YARGITAY 2.HUKUK DAİRESİ

Esas Numarası: 2017/245

Karar Numarası: 2018/12822

Karar Tarihi: 12.11.2018

Özeti: Boşanan eş yararına yoksulluk nafakasına hükmedebilmek için, nafaka talep eden eşin usulünce ekonomik ve sosyal durumu araştırılarak; sürekli ve düzenli çalışıp çalışmadığı, çalışıyor ise elde ettiği gelirin miktarı itibari ile kendisini yoksulluktan kurtarıp kurtarmayacağı araştırılarak kadının yoksulluk nafakası talebi hakkında karar verilmesi gerekmektedir.

Taraflar arasındaki davanın yapılan muhakemesi sonunda mahalli mahkemece verilen, yukarıda tarihi ve numarası gösterilen hüküm davalı erkek tarafından, boşanma ve ziynet alacağı davaları yönünden temyiz edilmekle, evrak okunup gereği görüşülüp düşünüldü:

1-Dosyadaki yazılara, kararın dayandığı delillerle kanuna uygun sebeplere ve özellikle delillerin takdirinde bir yanlışlık görülmemesine göre, davalı erkeğin aşağıdaki bentlerin kapsamı dışında kalan temyiz itirazları yersizdir.

2-Boşanan eş yararına yoksulluk nafakasına hükmedebilmek için, nafaka talep eden eşin boşanma yüzünden yoksulluğu düşecek olması gerekir. (TMK m. 175) Mahkemece davacı kadının boşanmakla yoksulluğa düşeceği gerekçesiyle kadın yararına yoksulluk nafakasına hükmedilmiş ise de; kolluk araştırma tutanağında ev hanımı olduğu düzenli bir geliri ve mal varlığı bulunmadığı bildirilen davacı kadının dosya kapsamında dinlenen tanığı kadının çalıştığını beyan etmiştir.

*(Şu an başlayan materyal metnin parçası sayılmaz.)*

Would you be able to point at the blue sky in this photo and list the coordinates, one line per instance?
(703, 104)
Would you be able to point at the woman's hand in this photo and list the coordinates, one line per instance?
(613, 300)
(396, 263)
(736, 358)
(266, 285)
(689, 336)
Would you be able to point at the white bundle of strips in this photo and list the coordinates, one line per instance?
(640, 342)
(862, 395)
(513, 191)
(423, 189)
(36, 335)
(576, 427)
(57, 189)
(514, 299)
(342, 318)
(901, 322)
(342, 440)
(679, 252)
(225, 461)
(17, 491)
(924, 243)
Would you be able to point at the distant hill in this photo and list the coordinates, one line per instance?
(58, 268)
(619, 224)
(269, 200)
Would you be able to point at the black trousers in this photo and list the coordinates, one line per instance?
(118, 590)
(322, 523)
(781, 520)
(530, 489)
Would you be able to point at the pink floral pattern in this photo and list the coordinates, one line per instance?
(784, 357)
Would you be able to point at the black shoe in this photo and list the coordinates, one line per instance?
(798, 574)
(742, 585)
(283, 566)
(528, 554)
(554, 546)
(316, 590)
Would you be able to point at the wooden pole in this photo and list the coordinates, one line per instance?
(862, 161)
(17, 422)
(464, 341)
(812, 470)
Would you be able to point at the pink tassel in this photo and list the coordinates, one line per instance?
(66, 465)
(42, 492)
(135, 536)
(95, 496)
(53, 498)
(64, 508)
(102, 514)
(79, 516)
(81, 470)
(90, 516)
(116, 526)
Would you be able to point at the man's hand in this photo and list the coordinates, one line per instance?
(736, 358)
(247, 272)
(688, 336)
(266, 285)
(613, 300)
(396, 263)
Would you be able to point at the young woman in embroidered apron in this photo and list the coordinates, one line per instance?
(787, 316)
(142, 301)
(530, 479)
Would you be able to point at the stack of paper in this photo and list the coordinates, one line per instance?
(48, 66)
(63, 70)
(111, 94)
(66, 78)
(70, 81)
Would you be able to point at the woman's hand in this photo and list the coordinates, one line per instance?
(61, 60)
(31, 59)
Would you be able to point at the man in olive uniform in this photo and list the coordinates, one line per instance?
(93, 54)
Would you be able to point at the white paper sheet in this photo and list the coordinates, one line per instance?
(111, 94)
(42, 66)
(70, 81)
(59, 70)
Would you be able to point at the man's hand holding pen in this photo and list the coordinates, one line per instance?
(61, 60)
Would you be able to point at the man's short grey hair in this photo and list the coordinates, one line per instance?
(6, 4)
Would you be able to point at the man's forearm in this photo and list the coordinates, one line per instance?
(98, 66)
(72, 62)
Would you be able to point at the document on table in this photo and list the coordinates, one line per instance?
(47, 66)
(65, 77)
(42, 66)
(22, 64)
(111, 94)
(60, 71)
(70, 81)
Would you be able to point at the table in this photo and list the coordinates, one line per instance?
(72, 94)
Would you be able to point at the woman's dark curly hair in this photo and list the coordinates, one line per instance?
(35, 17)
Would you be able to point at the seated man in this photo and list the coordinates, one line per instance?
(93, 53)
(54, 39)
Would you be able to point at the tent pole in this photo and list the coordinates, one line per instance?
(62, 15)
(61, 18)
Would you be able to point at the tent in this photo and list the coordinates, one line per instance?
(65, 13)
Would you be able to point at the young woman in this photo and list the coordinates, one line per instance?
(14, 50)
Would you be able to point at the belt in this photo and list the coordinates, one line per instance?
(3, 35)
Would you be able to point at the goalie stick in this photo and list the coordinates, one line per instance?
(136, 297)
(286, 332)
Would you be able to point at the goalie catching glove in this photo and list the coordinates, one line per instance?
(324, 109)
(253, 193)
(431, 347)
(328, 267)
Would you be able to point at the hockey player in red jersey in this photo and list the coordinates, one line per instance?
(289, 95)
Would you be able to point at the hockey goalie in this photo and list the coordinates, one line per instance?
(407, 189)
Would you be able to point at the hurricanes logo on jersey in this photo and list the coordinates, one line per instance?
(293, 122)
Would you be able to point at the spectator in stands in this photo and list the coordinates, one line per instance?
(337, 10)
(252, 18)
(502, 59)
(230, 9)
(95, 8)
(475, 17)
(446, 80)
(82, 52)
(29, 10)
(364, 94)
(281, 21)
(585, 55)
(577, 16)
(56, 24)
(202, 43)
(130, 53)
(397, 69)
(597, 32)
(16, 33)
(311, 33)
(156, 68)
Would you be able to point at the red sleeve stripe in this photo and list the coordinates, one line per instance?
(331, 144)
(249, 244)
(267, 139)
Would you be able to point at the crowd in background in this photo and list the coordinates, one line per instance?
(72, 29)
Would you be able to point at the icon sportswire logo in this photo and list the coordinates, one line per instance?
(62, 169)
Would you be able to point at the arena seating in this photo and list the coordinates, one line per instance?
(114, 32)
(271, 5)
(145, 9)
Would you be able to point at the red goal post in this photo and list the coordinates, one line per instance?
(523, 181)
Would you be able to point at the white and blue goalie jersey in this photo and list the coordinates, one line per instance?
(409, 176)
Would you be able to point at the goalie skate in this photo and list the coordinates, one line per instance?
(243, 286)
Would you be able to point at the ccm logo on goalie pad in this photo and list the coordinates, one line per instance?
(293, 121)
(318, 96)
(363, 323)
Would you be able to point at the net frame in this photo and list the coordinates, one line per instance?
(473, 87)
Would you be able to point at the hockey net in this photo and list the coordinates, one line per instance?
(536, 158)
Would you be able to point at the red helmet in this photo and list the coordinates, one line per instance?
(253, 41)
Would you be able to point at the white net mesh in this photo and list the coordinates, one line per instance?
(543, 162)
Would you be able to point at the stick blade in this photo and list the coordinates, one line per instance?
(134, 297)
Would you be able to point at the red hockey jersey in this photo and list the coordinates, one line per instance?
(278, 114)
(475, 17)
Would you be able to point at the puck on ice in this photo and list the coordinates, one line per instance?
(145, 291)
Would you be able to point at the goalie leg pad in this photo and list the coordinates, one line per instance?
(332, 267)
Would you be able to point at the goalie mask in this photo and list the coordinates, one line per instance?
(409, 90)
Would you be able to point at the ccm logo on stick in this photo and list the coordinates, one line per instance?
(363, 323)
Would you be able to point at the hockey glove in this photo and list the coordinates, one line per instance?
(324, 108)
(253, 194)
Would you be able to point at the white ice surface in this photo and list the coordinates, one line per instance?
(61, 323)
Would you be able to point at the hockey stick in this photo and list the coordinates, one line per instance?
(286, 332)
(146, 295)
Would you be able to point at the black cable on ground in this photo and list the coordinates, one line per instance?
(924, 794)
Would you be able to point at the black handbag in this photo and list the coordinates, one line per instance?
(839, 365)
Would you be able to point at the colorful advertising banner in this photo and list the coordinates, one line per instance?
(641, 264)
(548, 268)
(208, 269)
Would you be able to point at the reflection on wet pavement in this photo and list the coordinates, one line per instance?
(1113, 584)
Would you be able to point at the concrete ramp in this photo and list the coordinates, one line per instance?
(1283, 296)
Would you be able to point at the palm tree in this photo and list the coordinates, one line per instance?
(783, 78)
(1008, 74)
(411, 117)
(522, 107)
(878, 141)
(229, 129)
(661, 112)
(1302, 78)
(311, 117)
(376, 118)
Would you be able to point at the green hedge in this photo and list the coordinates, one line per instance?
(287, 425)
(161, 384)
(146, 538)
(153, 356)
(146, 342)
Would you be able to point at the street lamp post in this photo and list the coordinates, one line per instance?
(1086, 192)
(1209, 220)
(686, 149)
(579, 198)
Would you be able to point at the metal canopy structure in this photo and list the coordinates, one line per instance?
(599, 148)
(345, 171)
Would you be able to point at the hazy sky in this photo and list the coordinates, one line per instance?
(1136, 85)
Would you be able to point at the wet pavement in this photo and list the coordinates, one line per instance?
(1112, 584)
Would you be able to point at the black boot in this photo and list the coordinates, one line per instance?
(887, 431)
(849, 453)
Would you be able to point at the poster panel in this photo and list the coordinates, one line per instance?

Ne var ki, mahkemece bu konuda bir araştırma yapılmamıştır. Bu sebeple, davacı kadının usulünce ekonomik ve sosyal durumu araştırılarak; sürekli ve düzenli çalışıp çalışmadığı, çalışıyor ise elde ettiği gelirin miktarı itibari ile kendisini yoksulluktan kurtarıp kurtarmayacağı araştırılarak kadının yoksulluk nafakası talebi hakkında karar verilmesi gerekirken, yoksulluk nafakası yönünden eksik incelemeyle yazılı şekilde karar verilmesi usul ve yasaya aykırı olup, bozmayı gerektirmiştir.

3-Mahkemece aynen iadesine, olmadığı takdirde bedelinin ödenmesine karar verilen ziynetlerin bedelleri, ayar ve gramları hükümde ayrı ayrı gösterilmemiş, bilirkişi raporuna atıf yapılmıştır.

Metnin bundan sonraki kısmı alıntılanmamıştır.